Précisons que le visionnage de Keep sweet est difficile, et que la série n’est pas adaptée pour un public trop jeune ou trop sensible. Mais l’auteur de ces lignes vous la recommande grandement. 

La division sexuée des rôles  

Comme dans toute société, la communauté des Mormons fondamentalistes se fonde sur une division symbolique des tâches. Mais là où nos sociétés occidentales ont longtemps dissimulé et dissimulent encore l’injustice faite aux femmes en la légitimant par l’argument de la « complémentarité des sexes », la FLDS assume sa misogynie. Les femmes sont ouvertement considérées comme des objets, des propriétés dont l’unique propriétaire est le prophète Warren Jeffs, lequel les « loue » aux hommes de la communauté. Partant, ces non-sujets que sont les femmes n’ont même pas la liberté de choisir leurs habits ; leur sont notamment interdites les jupes courtes et les couleurs vives. Les femmes sont là pour enfanter, pour élever les enfants – et encore, les enfants sont souvent retirés à leurs parents sans raison valable – et ployer sous le joug des hommes. Elles n’ont souvent pas le droit de travailler, pas le droit d’étudier, et les loisirs ont été proscrits par Warren Jeffs une fois arrivé au pouvoir. Que leur reste-t-il ? La lecture. Mais les livres du « monde extérieur » ont également été prohibés par le gourou. 
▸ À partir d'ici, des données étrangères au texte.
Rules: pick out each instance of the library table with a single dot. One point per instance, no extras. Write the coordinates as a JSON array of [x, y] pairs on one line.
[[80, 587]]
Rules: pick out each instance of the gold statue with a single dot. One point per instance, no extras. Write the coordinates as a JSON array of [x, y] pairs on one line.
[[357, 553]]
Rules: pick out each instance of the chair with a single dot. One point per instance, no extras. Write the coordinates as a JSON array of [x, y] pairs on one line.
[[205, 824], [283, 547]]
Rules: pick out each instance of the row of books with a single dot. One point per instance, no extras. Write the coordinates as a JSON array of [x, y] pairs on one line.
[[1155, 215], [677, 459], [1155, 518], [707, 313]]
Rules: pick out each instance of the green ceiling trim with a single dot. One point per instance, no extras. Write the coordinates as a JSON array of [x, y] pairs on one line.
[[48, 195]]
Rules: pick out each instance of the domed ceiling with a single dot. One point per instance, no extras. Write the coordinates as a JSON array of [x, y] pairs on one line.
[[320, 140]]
Le titre de la série renvoie au motto de la secte, lequel est justement « keep sweet » (soyez doux), locution principalement réservée aux femmes. Il symbolise ce que Dieu attendrait des femmes, à savoir la douceur et, surtout, la docilité. Les femmes ne doivent pas s’énerver, « keep sweet ». Les femmes ne doivent pas se rebeller, « keep sweet ». Les femmes doivent obéir à leurs maris, « keep sweet ». Les femmes ne doivent pas se plaindre d’un viol, « keep sweet »… Dans cette communauté, elles ont un statut sensiblement similaire à celui des animaux. À tel point que, lorsqu’une partie de la FLDS s’est installée à Eldorado au Texas, les Texan·es ont trouvé cette église d’une misogynie outrageante. Oui, vous avez bien lu, les Texan·es.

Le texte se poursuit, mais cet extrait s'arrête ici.